I greatly welcome the action that my right hon. Friend has taken. I am sure that she will be as aware as I am that many people who are involved in this area and who in the past have been reluctant to support such incentives are becoming increasingly concerned about the lack of support for some college courses that are regarded as important in the national interest, and they believe that something must be done to reorient students.

Mrs. Williams

I thank my hon. Friend for his support. I would only add to what I have said that I think that the status of certain professions, such as engineering, is also very important and that it is useful for society itself to reflect the special value that we place upon those going into industry, particularly productive industry, on either side.

Mr. Marten

Taking the problem back to a rather earlier age, what is being done to make careers guidance available at an earlier age to pupils at school?

Mrs. Williams

We are looking carefully at the careers guidance position. We have suggested to schools in the course of our document that careers guidance should start as young as 13. In many schools it starts too late. There are now signs of a marked move towards science and engineering in the schools and in applications to universities and colleges.

Mr. MacFarquhar

In view of my right hon. Friend's reported concern about the teaching of foreign languages, will she consider, in making special awards, the granting of higher education awards to pupils who wish to take difficult languages suitable for the export drive, such as Arabic, Persian and Portuguese?

Mrs. Williams

I shall consider that, but what we are primarily trying to do at present is to discuss with the bodies concerned the possibility of combining languages with technology and engineering courses, which at present is very rare. I think that there is far too much emphasis on the view that a person studies either languages or technology but never both together.

Dr. Boyson

Does the right hon. Lady agree that the limited number studying mathematics, science and modern languages in university from 1971 to 1975, which was static, was determined largely by the numbers reading those subjects in the fifth and sixth forms of schools? What does she suggest can be done to encourage at that earlier stage not only the careers guidance to which my hon. Friend the Member for Banbury (Mr.

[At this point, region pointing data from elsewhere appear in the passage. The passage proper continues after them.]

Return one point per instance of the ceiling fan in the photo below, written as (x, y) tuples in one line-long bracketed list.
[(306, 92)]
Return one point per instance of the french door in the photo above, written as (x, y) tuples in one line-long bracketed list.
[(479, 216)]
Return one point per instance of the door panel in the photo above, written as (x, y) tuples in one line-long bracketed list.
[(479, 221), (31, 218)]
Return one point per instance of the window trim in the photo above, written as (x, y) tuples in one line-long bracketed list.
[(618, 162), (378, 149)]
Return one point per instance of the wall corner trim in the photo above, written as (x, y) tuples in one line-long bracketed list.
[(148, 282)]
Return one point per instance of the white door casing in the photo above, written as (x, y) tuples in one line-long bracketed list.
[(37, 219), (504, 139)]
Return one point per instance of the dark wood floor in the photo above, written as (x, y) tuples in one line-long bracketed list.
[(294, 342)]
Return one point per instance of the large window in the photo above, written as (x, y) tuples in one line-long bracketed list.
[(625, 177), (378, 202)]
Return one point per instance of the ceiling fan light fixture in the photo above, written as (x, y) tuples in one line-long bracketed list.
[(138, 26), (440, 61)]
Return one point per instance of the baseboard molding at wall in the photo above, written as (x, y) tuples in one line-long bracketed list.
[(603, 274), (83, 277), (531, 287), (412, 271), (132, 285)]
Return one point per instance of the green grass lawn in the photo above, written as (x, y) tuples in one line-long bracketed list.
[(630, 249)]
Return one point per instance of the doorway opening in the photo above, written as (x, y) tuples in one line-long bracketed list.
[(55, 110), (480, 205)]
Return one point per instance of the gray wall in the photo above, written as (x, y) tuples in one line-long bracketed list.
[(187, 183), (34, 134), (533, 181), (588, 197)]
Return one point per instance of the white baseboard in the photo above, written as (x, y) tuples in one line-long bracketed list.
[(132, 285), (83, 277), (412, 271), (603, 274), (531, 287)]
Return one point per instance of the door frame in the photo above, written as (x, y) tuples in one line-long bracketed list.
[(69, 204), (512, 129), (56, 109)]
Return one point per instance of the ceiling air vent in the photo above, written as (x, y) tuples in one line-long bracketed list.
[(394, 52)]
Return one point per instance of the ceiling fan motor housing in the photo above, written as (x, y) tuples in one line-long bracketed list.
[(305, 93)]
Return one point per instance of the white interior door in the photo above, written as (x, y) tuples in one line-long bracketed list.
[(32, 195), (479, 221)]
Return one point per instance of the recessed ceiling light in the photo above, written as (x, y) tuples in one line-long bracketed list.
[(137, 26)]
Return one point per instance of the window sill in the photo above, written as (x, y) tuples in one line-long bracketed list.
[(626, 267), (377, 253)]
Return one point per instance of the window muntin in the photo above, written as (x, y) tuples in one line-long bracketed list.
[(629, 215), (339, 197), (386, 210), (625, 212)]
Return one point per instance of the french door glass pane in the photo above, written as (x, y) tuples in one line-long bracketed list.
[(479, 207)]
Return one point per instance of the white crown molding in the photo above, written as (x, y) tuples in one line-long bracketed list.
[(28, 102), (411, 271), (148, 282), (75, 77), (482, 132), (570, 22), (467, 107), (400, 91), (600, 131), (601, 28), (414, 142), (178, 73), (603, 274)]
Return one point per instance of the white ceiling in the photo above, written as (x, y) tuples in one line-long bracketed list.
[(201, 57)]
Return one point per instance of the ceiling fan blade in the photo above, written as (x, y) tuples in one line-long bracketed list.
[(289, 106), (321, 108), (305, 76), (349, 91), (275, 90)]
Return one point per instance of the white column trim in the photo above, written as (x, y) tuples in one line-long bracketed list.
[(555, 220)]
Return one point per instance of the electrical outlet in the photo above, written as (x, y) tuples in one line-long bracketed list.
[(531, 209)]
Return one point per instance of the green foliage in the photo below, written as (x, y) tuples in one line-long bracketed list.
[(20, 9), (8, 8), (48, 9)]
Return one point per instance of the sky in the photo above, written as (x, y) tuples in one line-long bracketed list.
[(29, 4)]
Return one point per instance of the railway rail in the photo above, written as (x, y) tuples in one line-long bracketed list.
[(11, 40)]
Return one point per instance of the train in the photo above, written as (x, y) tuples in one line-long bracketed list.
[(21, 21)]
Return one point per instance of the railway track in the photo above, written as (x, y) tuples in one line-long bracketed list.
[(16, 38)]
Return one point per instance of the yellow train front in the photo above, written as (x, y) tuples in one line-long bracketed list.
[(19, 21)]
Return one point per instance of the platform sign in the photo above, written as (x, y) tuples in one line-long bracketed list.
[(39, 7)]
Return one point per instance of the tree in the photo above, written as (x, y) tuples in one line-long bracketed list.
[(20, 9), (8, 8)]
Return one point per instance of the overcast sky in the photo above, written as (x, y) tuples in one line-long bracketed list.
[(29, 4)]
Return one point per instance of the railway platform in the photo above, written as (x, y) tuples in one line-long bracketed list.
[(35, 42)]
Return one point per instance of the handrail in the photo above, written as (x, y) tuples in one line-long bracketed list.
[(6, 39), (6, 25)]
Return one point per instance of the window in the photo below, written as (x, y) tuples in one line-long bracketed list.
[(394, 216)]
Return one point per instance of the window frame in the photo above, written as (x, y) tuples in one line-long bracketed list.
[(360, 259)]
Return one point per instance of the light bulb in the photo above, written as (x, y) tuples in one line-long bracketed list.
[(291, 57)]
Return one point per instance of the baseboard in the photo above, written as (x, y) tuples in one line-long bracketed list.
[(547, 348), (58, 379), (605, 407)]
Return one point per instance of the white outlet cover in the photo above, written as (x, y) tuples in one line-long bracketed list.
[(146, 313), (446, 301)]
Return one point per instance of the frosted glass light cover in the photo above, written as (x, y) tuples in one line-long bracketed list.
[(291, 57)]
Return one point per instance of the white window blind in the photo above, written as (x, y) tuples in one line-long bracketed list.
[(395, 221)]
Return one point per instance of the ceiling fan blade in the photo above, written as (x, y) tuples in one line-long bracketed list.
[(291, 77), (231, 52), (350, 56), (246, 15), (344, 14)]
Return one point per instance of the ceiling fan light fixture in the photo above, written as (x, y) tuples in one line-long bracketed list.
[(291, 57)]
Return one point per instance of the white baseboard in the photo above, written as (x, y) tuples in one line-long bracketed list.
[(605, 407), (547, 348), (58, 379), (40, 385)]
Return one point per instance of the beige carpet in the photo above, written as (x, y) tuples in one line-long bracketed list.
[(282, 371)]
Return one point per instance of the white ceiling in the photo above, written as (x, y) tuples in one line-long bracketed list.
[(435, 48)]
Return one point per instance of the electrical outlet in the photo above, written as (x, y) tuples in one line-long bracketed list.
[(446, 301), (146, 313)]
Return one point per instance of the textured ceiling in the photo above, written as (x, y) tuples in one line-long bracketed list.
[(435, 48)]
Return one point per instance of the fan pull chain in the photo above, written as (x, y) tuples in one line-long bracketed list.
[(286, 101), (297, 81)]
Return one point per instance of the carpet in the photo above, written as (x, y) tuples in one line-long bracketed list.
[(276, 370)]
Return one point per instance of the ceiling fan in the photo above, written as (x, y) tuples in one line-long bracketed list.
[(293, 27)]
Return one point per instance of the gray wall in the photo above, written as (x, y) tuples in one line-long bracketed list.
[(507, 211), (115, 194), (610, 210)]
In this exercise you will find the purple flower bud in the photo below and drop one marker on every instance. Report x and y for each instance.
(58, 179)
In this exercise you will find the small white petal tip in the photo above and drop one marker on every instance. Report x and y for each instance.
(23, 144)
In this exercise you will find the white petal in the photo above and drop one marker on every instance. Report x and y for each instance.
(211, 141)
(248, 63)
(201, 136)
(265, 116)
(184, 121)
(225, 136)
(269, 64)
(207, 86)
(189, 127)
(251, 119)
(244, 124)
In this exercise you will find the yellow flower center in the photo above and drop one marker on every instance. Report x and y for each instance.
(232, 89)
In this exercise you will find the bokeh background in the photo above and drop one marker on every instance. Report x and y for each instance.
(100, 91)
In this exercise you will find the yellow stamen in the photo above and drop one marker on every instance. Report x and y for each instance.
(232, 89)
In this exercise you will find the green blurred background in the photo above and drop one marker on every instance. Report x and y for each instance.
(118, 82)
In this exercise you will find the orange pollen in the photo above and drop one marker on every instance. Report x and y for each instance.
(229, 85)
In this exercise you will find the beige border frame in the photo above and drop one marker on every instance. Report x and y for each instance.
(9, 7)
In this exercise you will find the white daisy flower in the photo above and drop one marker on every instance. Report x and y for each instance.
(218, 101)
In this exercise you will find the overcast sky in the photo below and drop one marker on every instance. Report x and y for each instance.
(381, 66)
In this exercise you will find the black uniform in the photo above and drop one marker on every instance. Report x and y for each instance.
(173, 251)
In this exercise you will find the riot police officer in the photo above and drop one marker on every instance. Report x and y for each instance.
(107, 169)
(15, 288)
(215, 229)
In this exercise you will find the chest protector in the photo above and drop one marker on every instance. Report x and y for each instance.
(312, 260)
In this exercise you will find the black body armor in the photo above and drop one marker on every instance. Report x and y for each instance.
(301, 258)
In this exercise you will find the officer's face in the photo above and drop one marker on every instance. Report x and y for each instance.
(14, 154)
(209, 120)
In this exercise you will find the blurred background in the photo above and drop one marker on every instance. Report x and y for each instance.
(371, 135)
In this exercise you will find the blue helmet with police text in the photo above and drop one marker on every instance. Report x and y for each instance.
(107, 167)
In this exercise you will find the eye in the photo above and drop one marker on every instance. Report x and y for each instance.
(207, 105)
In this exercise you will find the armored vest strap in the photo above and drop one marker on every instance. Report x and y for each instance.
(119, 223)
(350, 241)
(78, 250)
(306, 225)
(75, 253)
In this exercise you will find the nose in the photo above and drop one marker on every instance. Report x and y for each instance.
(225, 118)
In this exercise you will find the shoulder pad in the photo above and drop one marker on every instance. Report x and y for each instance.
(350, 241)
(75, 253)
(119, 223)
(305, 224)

Marten) referred but good teaching in fifth and sixth forms, so that the students are prepared for these subjects at university?

Mrs. Williams

There is an absolutely crucial step, which I think should have been taken even earlier with regard to the problem of resolving the shortage of teachers in mathematics and science, which for many years have been shortage subjects. We are inviting 11 colleges to mount special courses for teachers in the shortage subject of mathematics. We have already invited 11 colleges to mount special courses for teachers in the shortage subjects of technology and craft. I agree that a student cannot study maths and science unless he is taught by someone with an affection for the subject and who knows how to teach it.